Pero, precisamente por eso, no podemos pensar en la coherencia de vida como una especie de impecabilidad, pues esto, como decimos, no es posible. ¿Entonces? ¡Muy sencillo! La coherencia la tenemos que ver como la hermana de la conversión: ser coherente no consiste tanto en no caer, sino más bien en luchar con seriedad y gravedad contra el pecado y levantarse inmediatamente en el caso de que se haya producido la caída.

Es por eso que es tan importante el cultivo de las virtudes humanas, que, en el caso del cristiano, siempre han de estar arraigadas en la fe, que lo impregna todo. Y decimos virtudes, que no poses. Ser coherente con la fe no es ser una persona seria en el sentido aburrido de la palabra (cuántas veces habré pensado en que si a Jesús le llamaban comilón y bebedor sería porque debía ser Alguien muy divertido), sino, precisamente, vivir la alegría de la fe.

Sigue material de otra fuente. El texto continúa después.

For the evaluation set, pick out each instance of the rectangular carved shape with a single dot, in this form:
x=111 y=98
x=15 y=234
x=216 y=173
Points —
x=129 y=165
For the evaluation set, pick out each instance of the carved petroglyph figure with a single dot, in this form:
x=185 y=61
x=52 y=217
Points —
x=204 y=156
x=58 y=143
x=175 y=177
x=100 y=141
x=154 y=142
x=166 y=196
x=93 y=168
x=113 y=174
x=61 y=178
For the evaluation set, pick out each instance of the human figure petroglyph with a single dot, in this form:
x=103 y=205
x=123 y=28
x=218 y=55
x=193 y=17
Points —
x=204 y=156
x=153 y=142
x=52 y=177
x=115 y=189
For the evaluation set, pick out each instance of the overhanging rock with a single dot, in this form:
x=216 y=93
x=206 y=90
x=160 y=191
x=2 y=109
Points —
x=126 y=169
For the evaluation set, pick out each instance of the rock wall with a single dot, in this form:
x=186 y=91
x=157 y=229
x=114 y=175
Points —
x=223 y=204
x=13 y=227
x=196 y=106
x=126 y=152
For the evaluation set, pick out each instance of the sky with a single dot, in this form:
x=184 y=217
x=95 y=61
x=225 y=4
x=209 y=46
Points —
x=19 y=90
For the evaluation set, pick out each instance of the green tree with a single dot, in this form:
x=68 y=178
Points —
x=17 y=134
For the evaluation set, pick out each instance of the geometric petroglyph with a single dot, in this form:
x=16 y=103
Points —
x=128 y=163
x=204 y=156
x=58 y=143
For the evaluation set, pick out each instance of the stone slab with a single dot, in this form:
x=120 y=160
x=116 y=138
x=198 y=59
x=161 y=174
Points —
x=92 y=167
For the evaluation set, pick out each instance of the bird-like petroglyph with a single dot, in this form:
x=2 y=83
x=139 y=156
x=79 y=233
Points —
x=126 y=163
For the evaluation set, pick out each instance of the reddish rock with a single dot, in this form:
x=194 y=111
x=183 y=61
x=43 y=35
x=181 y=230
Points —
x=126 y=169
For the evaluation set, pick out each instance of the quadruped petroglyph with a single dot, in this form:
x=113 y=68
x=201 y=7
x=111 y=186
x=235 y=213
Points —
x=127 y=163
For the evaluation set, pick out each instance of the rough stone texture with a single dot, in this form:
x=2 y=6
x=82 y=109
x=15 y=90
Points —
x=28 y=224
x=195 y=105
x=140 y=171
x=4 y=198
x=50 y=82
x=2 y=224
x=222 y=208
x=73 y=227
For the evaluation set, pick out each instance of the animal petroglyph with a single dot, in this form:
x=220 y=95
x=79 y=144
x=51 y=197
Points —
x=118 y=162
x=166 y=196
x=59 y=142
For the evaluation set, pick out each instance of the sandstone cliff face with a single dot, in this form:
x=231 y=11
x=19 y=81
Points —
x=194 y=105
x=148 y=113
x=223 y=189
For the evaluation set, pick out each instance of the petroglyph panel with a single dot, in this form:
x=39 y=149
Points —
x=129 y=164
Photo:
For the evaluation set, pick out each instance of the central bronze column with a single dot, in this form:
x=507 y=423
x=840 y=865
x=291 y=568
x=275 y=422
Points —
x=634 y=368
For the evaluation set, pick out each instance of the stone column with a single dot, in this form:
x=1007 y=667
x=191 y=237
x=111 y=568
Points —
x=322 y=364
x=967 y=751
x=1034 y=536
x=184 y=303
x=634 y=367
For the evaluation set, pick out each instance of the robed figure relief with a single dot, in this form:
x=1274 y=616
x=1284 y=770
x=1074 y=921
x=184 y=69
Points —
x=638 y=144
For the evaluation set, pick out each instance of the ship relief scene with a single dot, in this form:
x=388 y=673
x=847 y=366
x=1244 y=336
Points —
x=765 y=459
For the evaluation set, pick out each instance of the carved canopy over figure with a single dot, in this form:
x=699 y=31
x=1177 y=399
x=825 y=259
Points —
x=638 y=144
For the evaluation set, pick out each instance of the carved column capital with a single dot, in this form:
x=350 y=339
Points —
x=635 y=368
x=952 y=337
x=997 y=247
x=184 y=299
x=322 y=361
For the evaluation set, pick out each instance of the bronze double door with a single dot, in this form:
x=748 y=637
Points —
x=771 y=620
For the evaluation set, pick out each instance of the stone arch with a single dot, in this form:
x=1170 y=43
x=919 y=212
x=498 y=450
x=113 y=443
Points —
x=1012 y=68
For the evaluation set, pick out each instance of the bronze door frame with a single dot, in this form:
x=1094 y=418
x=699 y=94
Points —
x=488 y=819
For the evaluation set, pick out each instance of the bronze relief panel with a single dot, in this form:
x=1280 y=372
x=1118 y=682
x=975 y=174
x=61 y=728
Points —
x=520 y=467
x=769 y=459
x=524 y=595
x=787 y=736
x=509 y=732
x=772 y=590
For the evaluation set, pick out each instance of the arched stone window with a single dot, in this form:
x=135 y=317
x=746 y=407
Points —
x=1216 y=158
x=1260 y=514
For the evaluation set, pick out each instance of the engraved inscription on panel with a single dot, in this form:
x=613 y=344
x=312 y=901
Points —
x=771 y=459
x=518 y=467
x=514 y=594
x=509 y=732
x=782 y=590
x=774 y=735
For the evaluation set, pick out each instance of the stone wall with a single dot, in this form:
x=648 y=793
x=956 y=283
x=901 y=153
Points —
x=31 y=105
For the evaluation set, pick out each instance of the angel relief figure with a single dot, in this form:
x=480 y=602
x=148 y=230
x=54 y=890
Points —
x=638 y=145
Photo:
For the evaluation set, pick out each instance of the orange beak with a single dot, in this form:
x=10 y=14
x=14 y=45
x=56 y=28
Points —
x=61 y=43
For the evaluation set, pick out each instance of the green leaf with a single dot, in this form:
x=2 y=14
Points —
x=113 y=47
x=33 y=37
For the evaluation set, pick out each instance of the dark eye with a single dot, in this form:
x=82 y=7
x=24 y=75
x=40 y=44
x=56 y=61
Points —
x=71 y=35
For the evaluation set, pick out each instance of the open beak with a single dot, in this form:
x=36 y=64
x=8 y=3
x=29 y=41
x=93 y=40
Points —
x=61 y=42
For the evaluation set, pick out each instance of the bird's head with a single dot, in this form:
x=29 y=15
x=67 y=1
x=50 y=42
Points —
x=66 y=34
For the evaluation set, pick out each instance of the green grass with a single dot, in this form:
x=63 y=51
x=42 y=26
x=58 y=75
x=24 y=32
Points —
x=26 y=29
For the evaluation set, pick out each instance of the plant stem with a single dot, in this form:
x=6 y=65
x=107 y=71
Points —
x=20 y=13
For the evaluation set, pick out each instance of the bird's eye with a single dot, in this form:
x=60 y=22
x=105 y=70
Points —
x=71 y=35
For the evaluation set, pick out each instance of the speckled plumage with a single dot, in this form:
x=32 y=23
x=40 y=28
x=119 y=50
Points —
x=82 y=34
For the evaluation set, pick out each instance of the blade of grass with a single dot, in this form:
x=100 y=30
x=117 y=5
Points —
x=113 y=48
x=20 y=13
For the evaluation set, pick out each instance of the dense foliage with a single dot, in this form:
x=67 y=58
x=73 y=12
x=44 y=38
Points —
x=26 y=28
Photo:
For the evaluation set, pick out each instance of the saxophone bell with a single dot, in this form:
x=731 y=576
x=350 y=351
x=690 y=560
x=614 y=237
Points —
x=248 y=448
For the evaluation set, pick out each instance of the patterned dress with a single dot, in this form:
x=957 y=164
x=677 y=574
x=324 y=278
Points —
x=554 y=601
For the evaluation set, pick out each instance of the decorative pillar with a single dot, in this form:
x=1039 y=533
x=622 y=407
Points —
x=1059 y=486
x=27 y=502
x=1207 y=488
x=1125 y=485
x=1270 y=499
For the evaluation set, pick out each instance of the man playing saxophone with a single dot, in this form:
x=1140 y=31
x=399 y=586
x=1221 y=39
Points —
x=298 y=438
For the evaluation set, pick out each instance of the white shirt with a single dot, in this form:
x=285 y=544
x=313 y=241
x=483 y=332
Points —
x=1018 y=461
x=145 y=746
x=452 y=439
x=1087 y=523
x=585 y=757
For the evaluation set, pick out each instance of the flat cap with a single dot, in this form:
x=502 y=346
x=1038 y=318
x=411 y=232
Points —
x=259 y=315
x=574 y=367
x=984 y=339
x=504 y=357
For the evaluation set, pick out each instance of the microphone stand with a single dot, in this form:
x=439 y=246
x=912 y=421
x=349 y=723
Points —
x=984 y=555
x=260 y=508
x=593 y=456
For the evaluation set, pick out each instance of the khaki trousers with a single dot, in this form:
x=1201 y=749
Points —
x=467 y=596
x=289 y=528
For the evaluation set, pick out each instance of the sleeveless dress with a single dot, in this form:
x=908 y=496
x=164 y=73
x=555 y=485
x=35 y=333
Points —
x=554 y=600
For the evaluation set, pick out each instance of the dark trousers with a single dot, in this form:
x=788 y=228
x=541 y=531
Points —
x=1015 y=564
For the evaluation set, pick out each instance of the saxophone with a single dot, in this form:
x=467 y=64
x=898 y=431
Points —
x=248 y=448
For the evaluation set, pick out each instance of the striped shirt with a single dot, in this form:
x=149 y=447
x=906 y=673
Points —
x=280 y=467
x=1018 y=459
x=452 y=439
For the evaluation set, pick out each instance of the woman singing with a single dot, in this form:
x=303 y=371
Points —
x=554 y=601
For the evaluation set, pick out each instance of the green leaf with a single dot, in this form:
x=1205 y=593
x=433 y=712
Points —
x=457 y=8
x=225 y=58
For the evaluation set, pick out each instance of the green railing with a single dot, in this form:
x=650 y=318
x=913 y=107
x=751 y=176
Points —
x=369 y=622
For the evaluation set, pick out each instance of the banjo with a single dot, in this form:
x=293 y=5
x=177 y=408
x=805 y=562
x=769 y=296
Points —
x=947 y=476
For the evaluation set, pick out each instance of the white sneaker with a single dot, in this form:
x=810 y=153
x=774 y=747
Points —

Pidamos hoy el don de la coherencia de vida, el don de que nuestro sí al Señor sea sí. Así, el mundo verá que es posible vivir sin doblez. !Que resplandezca esa sencillez de vida, tanto material como espiritual, que luchamos por vivir! Que no nos guardemos la vida para nosotros, sino que la entreguemos con serenidad a la voluntad de Dios. Seamos veraces, seamos sinceros. ¡No tengamos miedo a la verdad! De lo contrario, seremos esclavos de nosotros mismos y del qué dirán. Hacerse trampas al solitario es absurdo. No tengamos miedo y seamos simples como Dios es simple: que nuestro sí sea sí y nuestro no sea no.